Tory trouble, part 3

Via Ken Miles, I noticed this piece by Michael James who argues that the conservative parties in Britain and New Zealand are ‘victims of their own successes’. Money quote

The irony is clear. The Labour parties have appropriated the electoral benefits of the economic stability and growth flowing from the economic reforms introduced in the 1980s and early ’90s: in Britain by the Conservative governments of Margaret Thatcher and John Major; and in New Zealand first by a reforming Labour government centred on Roger Douglas, and then by a National government centred on Ruth Richardson.

Ken points out that the NZ experience of micro reform was not exactly as prosperous as this quote implies. And James himself concedes that the Tories’ macroeconomic mismanagement in the early 90s contributed to their loss of office.

Nevertheless, there’s an important element of truth in James’ argument, though not as much as he wants to claim.

Update There’s a great discussion in the comments thread – at least as well worth reading as the post itself. In response, I’ve expanded a very short allusion to Walsh and Keating as the Australian equivalents of Douglas and Prebble into a longer and, I hope, more balanced assessment.

By 1980, the existing social democratic settlement in the advanced countries was clearly in crisis. Steadily growing demands for publicly provided services and transfer payments had run into resolute resistance to continued increases in effective tax rates. Meanwhile, economic growth, traditionally the solvent for such difficulties, had slowed to a crawl. This episode is often referred to as the ‘fiscal crisis of the state’, a termed coined in the early 1970s by American Marxist James O’Connor

In most of the English-speaking countries, the result was the election of free-market governments that sought to roll back the growth of governments and restore the dominance of markets. New Zealand and Australia were unusual in that the governments that began this task were Labo(u)r governments. The New Zealand Labour government, dominated by economic ministers who were, or became, dogmatic free-marketeers, was “more Thatcherite than Thatcher” in many respects, and was succeeded by an equally radical National Party government that embraced issues dodged by Labour, such as an attack on trade unions.

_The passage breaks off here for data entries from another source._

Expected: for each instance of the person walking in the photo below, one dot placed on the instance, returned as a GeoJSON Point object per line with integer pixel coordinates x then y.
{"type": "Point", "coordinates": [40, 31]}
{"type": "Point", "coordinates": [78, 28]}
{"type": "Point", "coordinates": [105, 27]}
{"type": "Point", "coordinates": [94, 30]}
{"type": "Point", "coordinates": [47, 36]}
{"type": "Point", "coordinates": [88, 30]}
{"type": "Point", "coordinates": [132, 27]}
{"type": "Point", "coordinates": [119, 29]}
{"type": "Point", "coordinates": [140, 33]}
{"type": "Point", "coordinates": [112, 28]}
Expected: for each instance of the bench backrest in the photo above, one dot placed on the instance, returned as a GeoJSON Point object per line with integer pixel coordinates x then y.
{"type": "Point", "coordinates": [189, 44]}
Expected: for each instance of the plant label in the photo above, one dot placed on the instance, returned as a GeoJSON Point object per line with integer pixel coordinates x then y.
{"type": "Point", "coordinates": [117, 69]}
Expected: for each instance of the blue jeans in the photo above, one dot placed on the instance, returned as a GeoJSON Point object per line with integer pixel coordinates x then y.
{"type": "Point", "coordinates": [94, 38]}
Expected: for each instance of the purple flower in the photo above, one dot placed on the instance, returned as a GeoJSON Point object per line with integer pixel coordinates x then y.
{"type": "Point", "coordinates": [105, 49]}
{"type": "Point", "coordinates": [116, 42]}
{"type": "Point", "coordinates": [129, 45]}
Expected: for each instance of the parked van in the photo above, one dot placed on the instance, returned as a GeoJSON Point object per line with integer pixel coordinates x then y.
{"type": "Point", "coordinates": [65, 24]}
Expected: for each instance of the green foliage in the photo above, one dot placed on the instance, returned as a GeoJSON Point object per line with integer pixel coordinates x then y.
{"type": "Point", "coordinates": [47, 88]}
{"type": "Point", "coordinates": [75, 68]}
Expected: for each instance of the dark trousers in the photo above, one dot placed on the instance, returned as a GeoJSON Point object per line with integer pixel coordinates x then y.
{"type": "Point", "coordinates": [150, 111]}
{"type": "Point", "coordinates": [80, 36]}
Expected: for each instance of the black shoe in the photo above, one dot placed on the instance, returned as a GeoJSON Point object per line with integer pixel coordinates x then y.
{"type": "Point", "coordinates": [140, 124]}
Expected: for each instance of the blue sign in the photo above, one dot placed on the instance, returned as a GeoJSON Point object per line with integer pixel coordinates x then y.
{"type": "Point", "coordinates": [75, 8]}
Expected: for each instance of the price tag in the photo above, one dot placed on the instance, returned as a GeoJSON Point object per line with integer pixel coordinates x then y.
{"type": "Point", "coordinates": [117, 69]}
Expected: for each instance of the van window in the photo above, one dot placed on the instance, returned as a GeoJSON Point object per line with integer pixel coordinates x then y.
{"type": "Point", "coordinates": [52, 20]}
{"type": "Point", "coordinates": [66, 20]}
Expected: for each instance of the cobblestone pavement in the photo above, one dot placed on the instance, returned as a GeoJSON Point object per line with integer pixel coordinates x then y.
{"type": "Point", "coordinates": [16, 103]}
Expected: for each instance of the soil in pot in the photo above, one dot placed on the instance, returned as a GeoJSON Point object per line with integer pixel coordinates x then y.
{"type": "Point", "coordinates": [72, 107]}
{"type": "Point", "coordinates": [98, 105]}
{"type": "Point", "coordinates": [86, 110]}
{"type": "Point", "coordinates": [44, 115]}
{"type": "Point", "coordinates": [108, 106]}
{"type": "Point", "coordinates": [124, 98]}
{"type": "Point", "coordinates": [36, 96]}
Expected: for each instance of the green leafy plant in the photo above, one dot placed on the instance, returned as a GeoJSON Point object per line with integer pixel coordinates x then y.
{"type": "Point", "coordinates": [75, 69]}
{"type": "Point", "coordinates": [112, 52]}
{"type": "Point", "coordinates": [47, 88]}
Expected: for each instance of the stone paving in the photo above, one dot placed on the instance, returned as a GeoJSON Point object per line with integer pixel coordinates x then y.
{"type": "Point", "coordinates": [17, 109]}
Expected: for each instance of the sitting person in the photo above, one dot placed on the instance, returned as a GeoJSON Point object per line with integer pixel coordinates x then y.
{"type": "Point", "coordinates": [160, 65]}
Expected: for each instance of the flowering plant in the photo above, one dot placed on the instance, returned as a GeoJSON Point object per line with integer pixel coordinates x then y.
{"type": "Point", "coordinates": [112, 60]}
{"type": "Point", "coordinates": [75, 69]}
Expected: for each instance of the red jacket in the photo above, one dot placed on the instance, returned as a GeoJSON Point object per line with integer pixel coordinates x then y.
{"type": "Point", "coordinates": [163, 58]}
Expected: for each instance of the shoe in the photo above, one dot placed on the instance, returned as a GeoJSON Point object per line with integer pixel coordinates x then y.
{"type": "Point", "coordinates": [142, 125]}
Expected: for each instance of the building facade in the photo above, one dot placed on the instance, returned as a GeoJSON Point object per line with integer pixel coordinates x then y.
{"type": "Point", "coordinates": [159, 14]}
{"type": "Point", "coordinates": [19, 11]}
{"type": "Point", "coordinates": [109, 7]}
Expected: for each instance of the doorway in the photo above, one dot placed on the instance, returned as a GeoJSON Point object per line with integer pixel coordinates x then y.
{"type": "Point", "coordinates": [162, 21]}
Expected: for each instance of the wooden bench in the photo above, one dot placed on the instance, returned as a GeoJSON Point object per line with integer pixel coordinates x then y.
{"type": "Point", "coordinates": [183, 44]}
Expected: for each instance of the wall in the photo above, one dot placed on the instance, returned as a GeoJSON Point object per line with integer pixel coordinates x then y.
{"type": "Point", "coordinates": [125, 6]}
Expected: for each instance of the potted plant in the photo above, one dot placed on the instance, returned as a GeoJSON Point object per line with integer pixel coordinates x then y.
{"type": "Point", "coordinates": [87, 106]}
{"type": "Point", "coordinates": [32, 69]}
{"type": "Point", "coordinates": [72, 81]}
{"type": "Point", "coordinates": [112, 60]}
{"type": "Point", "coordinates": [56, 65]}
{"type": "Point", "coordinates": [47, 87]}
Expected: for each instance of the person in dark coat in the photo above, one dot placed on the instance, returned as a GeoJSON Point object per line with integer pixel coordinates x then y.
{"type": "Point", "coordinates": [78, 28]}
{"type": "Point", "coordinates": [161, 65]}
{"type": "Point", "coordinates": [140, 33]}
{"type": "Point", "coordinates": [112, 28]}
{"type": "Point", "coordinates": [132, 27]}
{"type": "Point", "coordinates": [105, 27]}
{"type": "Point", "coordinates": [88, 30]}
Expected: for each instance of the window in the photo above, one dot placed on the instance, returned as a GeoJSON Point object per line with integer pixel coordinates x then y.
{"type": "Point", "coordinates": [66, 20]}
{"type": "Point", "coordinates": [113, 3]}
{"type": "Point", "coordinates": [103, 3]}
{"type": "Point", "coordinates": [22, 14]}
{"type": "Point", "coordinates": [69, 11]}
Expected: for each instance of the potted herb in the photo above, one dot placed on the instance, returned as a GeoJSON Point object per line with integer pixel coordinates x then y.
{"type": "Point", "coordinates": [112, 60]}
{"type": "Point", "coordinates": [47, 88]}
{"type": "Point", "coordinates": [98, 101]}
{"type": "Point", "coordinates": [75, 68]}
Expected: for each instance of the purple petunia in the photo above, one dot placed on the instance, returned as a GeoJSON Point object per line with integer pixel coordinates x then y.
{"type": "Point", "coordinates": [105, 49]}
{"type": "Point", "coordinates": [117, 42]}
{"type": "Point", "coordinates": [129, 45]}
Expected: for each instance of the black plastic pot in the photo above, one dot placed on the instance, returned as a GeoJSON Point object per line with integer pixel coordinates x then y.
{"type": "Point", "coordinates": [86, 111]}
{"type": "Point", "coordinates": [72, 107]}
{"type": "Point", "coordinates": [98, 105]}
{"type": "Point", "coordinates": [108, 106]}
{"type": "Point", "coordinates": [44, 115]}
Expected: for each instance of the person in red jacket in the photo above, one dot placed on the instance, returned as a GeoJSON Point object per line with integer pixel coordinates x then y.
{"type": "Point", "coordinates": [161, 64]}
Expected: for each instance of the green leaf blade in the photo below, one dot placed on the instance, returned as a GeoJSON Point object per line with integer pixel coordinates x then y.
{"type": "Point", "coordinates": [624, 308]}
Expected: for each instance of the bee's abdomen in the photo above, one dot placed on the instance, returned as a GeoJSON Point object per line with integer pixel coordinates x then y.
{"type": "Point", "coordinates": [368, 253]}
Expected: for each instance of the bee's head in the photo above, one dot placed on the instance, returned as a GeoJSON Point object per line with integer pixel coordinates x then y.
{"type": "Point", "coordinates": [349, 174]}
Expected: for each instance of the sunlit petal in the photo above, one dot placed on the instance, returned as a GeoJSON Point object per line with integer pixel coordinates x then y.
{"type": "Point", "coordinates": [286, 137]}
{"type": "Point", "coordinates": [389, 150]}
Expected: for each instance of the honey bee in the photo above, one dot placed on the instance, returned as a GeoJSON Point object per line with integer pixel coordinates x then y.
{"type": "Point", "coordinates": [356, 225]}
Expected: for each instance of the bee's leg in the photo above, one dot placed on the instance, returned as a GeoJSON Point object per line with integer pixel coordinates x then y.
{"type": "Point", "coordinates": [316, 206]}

By contrast, the corresponding figures in the Australian government, Walsh and Keating did not convert entirely to free-market views and, in any case never gained full control of the government. Walsh combined violent hostility to the public sector with a continued adherence to policies of income redistribution. He quit Cabinet in disgust after the 1990 election largely because he felt that Prime Minister Hawke was insufficiently hawkish on public spending. Keating was smart enough to change his political spots* when resistance to free-market reform turned into a full-scale revolt against ‘economic rationalism’ after the 1989-92 recession. As a result, of these differences, the reform policies adopted in Australia were less extreme than in the other English speaking countries and their adverse consequences for income distribution were at least party offset by progressive changes in tax and social welfare policy. In fact, the Australian Labor government anticipated, in important respects, the “Third Way” policies now being pursued by Blair. As I’ve noted elsewhere the Howard government has been inconsistent with spasmodic surges of free-market reform interrupting long periods in which complacency and old-style pork barrel-politics. Nevertheless, free-market ideas were as dominant among the Australian political and economic elite as anywhere in the world until fairly recently.

The problem for the free-marketeers in all this was that they overestimated their mandate. People wanted the budget brought under control and an end to the crises of the 1970s. But they had no desire to dismantle the welfare state or even to scrap public enterprises like Telstra and the Commonwealth Bank. Electorates correctly judged that the hard decisions needed to balance the budget were more likely to made by people who were reflexively hostile to public spending than by people who instinctively supported it. The more general policy program of deregulation, and privatisation was never embraced, and neither was the claim of greatly improved economic performance. As Keneth Miles notes, the good performance of recent years does no more than catch up ground lost in the 1980s.

Hence, now that budget balance has been restored and social democrats have embraced sound fiscal policy, the free marketeers are indeed victims of their own success. They’ve delivered on the salable part of their policy package, and the electors don’t want the rest. Rather they want social democrats who will repair the collateral damage to services like health and education.

Although this story has been repeated through much of the English-speaking world, the archetypal example is Jeff Kennett. Nearly everyone agrees that the Cain-Kirner government had to go and that at least some of what Kennett did was necessary, but hardly anyone wants him, or his party, back.

* While it met Keating’s political needs at the time, his shift to focus on cultural issues after becoming PM encouraged rancorous debate on those issues. We are still dealing with the consequences.